The proposed Tk 1,600-crore project would run from January 1 next year to 2022, said EC officials.
The move comes after the commission scrapped a deal with a French company -- Oberthur Technologies (OT) -- for its failure to complete the production and supply of all cards on time, added the officials.
After extending the deadline twice, the EC has been able to distribute only 2.86 percent of the total smart NID cards. Under the around Tk 800 crore project, some 90 million voters were supposed to receive the cards by June.
The commission has already spent a third of the project money.
The EC started the distribution in October last year, long after OT won the tender bid in January 2015 for production, personalisation, and supply of the 90 million cards up to upazila level.
Now, the commission has decided to do the job on its own under a new work plan as the World Bank is unlikely to fund the new project after unsuccessful ending of the previous project, said EC officials.
The EC worked out the plan to provide the smart cards to voters under the Identification System for Enhancing Access to Services (IDEA) project in 2011.
The EC acting secretary Helaluddin Ahmed told The Daily Star, "The IDEA will not be renewed. The EC will personalise [add voters' data on] the smart cards on its own at state-owned Bangladesh Machine Tools Factory Ltd and distribute them."
On January 14 2015, OT got the contract for production and distribution of the cards with 25 security features within 18 months. The company failed to meet the deadline and then it was extended up to June 30 this year. OT could not complete the task within that deadline as well.
“The French company has violated the contract. We cannot suffer for their failure,” Brig Gen Mohammed Saidul Islam, project director of IDEA, told The Daily Star.
He also said, “We have blank cards in our hands, we have machines, we have software, we have a strong IT team, and we have already trained 44 people of the project. So, we will do the rest on our own.”
Saidul avoided a question on taking actions against OT but, a top EC official, seeking anonymity, said the commission has already appointed a legal adviser to take legal steps against the company.

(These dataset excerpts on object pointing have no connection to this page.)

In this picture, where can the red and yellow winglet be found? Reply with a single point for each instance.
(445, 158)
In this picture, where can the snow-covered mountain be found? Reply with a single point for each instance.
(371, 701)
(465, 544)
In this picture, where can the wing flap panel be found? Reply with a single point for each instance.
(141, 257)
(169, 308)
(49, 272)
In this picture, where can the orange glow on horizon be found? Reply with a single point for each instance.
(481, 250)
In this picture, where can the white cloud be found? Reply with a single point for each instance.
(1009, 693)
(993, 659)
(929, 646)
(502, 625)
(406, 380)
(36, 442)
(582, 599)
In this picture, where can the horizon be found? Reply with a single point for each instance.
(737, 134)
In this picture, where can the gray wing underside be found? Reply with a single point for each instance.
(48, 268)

Within the June 2017 deadline, OT could produce 77.30 million blank cards and only 12.41 million cards were personalised. It supplied 10.98 million cards to Thana and upazila election offices.
Then, the EC decided not to renew the agreement with OT and complete the rest of the task by itself, said EC officials.

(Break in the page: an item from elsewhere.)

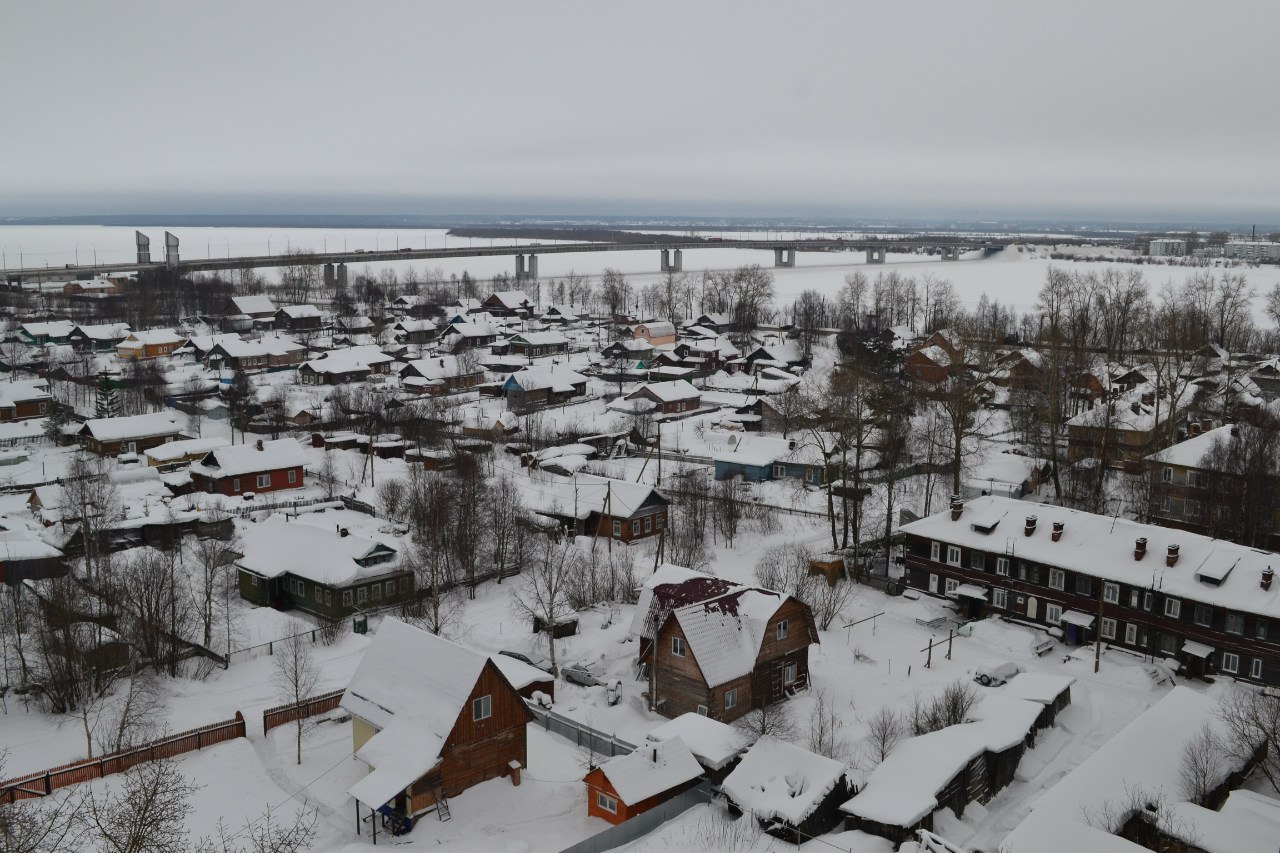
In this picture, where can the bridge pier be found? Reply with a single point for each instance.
(526, 267)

Although the target was set at distributing 90 million cards, new voters have been included in the voter list and the number now would be 101.68 million, according to EC's latest estimates. The commission has to deliver 11.68 million more NID smart cards within June next year.
The IDEA project director said, “We will do it without depending on others. We will make all out efforts to deliver the cards within the timeframe. The French company worked in one shift, but we will work round the clock, if necessary, to deliver the cards within the deadline.”
Another EC official seeking anonymity told The Daily Star that the OT repeatedly pushed the commission to give them the access to the national server, data centre and life cycle of all software.
“That would have been a major threat to national security and we did not allow them to do that. This might be another reason for the delay in the work,” said the official.
The Daily Star, however, couldn't independently verify the claim. It also could not reach any OT official for comments. Emails were sent to the company, but no reply came.